CommsMEA: How do you see the job market in 2018 versus 2017? What is going to be the biggest change?
Digitisation is changing how companies approach the process of hiring – it is also disrupting a number of jobs. To tackle this disruption, there is a need to create digital jobs. Based on our research, we see that digital jobs pertaining to science, technology, engineering and mathematics (STEM) and information, communication, and technology (ICT) are increasingly in demand which we are expecting to continue this year. The next wave of digital jobs will be shaped by the “Essential Eight” technologies: blockchain, 3D printing, drones, virtual reality, augmented reality, the Internet of Things, robotics, and artificial intelligence.

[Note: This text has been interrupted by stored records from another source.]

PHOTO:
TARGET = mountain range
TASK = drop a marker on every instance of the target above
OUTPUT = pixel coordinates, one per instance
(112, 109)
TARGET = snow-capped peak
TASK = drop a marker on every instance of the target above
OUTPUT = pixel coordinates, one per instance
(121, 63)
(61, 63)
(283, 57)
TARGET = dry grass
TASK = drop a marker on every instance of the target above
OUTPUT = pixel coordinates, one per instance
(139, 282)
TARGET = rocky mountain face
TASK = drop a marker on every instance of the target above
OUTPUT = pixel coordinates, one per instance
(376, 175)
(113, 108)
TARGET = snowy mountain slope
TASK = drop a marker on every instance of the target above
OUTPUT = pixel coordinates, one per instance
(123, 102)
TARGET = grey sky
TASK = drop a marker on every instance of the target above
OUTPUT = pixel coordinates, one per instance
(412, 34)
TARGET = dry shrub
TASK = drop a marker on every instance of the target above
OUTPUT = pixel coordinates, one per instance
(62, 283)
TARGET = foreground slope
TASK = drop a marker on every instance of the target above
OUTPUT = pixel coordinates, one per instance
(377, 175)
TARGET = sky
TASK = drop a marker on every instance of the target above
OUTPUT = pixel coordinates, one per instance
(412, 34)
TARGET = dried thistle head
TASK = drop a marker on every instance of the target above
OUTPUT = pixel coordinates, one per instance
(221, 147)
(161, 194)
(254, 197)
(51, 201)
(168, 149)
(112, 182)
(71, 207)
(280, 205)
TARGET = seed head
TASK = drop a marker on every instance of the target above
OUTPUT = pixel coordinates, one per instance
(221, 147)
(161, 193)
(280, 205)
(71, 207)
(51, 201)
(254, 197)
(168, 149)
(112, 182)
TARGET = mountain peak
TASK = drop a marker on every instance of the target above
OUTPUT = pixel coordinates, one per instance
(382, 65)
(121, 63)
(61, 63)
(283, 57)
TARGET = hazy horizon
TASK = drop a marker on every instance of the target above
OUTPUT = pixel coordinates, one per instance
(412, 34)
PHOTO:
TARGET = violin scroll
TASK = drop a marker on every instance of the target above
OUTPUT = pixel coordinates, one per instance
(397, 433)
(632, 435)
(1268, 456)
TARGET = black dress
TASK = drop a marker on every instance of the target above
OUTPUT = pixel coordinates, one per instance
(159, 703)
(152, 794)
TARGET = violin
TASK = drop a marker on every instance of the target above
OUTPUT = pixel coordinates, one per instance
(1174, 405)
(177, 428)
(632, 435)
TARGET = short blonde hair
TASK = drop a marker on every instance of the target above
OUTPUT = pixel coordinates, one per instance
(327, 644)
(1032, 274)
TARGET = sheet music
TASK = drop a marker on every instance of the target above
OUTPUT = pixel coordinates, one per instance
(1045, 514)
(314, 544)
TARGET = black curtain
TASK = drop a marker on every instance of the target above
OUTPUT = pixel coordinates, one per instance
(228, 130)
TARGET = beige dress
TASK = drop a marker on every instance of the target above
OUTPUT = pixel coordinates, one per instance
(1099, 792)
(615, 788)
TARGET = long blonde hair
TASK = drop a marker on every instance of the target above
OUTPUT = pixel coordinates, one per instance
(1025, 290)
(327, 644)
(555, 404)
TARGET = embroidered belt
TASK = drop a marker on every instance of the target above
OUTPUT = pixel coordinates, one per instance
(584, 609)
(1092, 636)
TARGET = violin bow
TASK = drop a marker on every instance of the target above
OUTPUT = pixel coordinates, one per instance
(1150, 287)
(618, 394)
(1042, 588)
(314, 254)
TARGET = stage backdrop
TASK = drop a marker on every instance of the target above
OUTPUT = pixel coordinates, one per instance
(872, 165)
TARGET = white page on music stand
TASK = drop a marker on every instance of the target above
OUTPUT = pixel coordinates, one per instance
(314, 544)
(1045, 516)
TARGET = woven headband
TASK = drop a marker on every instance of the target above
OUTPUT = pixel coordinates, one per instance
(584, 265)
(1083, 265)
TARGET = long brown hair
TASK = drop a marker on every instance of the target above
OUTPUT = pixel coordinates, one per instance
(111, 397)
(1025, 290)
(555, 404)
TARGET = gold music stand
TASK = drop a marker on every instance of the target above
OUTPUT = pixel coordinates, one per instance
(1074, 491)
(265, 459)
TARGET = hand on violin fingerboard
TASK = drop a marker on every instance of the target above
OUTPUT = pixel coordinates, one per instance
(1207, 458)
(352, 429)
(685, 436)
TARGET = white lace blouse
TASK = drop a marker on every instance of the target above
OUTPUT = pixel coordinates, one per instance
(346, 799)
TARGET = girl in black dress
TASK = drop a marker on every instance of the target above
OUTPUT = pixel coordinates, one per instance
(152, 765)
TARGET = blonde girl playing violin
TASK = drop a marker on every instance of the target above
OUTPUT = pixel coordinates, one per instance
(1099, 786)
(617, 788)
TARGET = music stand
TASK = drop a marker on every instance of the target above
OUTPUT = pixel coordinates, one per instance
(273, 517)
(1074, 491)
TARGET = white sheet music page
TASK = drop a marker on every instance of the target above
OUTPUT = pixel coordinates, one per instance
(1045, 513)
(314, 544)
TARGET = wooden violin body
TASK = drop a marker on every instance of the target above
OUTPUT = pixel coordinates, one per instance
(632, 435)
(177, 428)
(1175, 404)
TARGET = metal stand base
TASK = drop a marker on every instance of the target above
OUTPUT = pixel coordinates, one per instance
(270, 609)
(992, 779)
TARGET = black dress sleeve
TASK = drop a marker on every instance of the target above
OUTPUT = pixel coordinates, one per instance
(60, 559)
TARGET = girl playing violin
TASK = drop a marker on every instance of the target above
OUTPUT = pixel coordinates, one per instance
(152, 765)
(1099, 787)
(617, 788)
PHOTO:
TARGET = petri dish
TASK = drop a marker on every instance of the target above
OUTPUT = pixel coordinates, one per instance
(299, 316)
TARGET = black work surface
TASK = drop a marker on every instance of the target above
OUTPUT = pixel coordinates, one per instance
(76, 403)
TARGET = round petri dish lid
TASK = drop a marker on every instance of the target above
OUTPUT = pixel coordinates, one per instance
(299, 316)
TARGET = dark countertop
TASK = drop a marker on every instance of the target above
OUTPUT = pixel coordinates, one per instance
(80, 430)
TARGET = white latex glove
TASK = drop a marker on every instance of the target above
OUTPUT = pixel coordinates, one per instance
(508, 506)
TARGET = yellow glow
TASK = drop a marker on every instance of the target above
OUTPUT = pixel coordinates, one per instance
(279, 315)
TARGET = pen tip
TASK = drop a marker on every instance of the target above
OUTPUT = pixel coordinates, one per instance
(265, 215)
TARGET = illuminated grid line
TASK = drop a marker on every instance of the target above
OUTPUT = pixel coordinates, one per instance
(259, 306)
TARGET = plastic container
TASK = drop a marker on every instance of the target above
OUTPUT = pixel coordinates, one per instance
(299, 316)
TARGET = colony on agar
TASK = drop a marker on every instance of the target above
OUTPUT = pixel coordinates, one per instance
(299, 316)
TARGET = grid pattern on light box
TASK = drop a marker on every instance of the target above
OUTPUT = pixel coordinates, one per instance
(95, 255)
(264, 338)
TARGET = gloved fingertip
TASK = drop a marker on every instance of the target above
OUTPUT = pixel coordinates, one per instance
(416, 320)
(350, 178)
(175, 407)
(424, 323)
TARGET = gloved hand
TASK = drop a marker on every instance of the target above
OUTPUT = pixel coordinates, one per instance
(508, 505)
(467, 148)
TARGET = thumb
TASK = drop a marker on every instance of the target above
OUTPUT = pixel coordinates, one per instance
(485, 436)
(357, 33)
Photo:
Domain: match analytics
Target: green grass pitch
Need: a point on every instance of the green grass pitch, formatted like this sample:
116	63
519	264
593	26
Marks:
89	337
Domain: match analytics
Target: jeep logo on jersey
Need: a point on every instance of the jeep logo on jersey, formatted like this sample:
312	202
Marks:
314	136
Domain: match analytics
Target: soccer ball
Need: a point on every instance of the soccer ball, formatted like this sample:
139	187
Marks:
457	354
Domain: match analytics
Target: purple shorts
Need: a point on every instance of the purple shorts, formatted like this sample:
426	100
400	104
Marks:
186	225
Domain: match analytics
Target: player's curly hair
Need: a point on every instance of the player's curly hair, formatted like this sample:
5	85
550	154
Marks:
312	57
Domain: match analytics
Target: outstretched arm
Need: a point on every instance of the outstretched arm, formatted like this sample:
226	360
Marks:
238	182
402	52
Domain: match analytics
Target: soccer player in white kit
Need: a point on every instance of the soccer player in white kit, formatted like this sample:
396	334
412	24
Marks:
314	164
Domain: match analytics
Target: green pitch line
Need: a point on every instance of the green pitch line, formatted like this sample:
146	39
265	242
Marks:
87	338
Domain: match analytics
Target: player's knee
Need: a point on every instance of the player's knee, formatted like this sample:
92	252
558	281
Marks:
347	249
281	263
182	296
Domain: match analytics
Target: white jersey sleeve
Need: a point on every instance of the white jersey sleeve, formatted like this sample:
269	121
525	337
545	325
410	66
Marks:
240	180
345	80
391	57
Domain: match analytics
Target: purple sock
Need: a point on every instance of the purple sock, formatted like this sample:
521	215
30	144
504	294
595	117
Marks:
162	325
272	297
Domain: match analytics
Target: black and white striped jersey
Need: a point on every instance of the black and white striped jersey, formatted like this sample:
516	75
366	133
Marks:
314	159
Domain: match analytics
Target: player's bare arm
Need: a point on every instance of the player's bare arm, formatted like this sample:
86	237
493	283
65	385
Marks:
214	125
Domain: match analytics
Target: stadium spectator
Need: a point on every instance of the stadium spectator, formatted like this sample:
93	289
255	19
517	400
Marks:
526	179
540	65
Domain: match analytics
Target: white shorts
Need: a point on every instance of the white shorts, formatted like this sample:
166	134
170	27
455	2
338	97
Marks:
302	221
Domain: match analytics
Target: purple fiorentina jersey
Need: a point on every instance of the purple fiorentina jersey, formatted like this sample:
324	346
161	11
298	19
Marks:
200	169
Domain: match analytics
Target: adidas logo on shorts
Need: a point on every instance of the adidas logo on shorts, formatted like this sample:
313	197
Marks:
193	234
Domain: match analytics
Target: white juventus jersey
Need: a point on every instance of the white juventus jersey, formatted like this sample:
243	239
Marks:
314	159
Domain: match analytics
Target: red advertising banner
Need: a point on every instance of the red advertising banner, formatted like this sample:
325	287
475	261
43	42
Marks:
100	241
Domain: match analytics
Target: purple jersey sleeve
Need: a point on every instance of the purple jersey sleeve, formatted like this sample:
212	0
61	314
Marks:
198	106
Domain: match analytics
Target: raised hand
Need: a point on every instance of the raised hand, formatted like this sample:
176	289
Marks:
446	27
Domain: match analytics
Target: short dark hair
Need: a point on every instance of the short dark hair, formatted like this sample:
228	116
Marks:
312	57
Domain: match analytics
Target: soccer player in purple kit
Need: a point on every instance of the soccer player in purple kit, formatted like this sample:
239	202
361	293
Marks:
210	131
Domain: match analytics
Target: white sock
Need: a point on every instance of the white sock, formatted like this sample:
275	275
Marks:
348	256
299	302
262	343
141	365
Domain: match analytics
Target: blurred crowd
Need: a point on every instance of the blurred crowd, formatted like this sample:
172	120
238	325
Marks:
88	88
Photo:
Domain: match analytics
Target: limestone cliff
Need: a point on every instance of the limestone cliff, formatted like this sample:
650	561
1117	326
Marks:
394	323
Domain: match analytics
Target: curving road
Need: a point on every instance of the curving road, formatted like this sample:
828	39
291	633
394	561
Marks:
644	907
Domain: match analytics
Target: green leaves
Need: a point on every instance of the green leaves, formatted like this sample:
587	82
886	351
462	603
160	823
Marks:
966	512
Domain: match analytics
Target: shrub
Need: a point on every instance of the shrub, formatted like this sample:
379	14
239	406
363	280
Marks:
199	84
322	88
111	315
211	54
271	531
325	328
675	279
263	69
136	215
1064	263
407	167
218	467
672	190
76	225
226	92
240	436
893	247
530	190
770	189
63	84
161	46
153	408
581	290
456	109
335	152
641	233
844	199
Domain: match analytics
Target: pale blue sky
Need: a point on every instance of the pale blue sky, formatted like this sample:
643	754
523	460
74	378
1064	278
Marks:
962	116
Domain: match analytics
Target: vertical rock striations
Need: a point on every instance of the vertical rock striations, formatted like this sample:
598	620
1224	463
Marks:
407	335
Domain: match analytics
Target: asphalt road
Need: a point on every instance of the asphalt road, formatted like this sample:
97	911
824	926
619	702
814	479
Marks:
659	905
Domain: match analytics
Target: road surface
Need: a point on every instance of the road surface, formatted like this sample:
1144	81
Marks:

CommsMEA: What about salaries - do you see figures going up or staying same or going down?
New digital technologies are expected to disrupt many sectors across GCC such as basic and infrastructure, health and professional services and public administration, forcing companies operating in these sectors to create more digital jobs. Digital jobs are more adaptable in the face of technological disruption, especially those related to emerging technologies in information technology, data analysis, artificial intelligence, nanotechnology, or biotechnology. Therefore, jobs in these sectors that involve production, distribution, implementation, or servicing of ICT are expected to be in demand and therefore will also dictate the salaries they generate.
CommsMEA: We often hear people saying - “The market isn’t good for jobs now”. What’s the amount of truth in this?
According to a recent report that LinkedIn unveiled along with management consultancy firm Strategy&, there is a big gap when it comes to demand and supply of digital workforce in the GCC. Currently, digital jobs account for only 1.7% of the total GCC workforce, compared to 5.4% of the total EU’s workforce being employed in similar roles. In fact, GCC nationals are mostly employed in sectors at risk of disruption by new digital technologies. Only one of the ten skills that GCC digital professionals cited matched the fastest-growing skills globally on the LinkedIn platform. Although there is a regional trend towards more technical skills, these remain scarce for emerging technologies such as big data and analytics.
CommsMEA: With the changing trends of the industries, do you see specific jobs disappearing from the market and new roles making their appearance? Could you elaborate a bit on that?
The LinkedIn and Strategy& report revealed that a very high percentage of GCC nationals are now employed in sectors which are at high risk of disruption by new digital technologies. This particularly affects jobs in professional services, public administration, infrastructure and healthcare. While Kuwait shows the most risk with 91% of nationals employed in these sectors, Saudi Arabia stands at 80%.
Digital jobs can adjust to new technological demands than many other jobs. The growth of such jobs will help nationals move from largely administrative jobs in the government sector to higher-value-added roles in industries with future importance.
With the right measures, the GCC can create 1.3 million digital jobs by 2025, of which 700,000 would be in Saudi Arabia.
CommsMEA: How has the process of candidate search, interview and recruitment changed in this market of late?
LinkedIn recently unveiled its annual ‘Global Recruiting Trends 2018’ report which stated that a new age interview process is emerging in MENA to solve the problems with traditional job interviews, as the talent leaders who were surveyed noted the bias problem in traditional style of interviewing.
More than half (58%) of hiring managers felt that interviewing innovations are ‘very’ or ‘extremely’ important to the future of hiring. Hiring managers are slowly opening up to new innovations such as job auditions, soft skills tests, meeting candidates in casual settings, virtual reality assessments and video interviews.
CommsMEA: What are the skills the employers are primarily looking at while recruiting new talent?
According to the most recent skills report where LinkedIn revealed the top skills to watch out for - statistical analysis and data mining, public policy and international relations and algorithm design, topped the list. We expect these skills to remain in demand this year.
Digitisation is changing how companies approach hiring and look at jobs. Skills pertaining to science, technology, engineering and mathematics (STEM) and information, communication, and technology (ICT) in digital-related industries will also be in demand this year, based on LinkedIn research.
CommsMEA: If we look at the telecom sector, are job cuts still on the radar or happening already?
Job cuts or redundancies are completely a company’s prerogative, however what we know is that in the past year and according to LinkedIn’s Industry Talent report for telecommunication industry, UAE has been the second biggest country that has seen employment growth in this sector in the Middle East – a positive growth of 7.6%.
CommsMEA: What kind of talent is most sought after in the telecommunications industry?
LinkedIn’s Industry Talent report for telecommunication industry reveals professionals who have mastered the skills of management, team leadership and business development are the ones most sought after.
CommsMEA: Are there roles which are being let go of and roles which are being created new?
Digital job roles that involve production, distribution, implementation, or servicing of ICT are now gaining attention from recruiters and companies.
CommsMEA: What is driving job switches?
According to LinkedIn data, last year 4% of telecom industry professionals in the UAE changed companies. 61% of them cited excellent compensation and benefits at the new company a reason to make the job switch.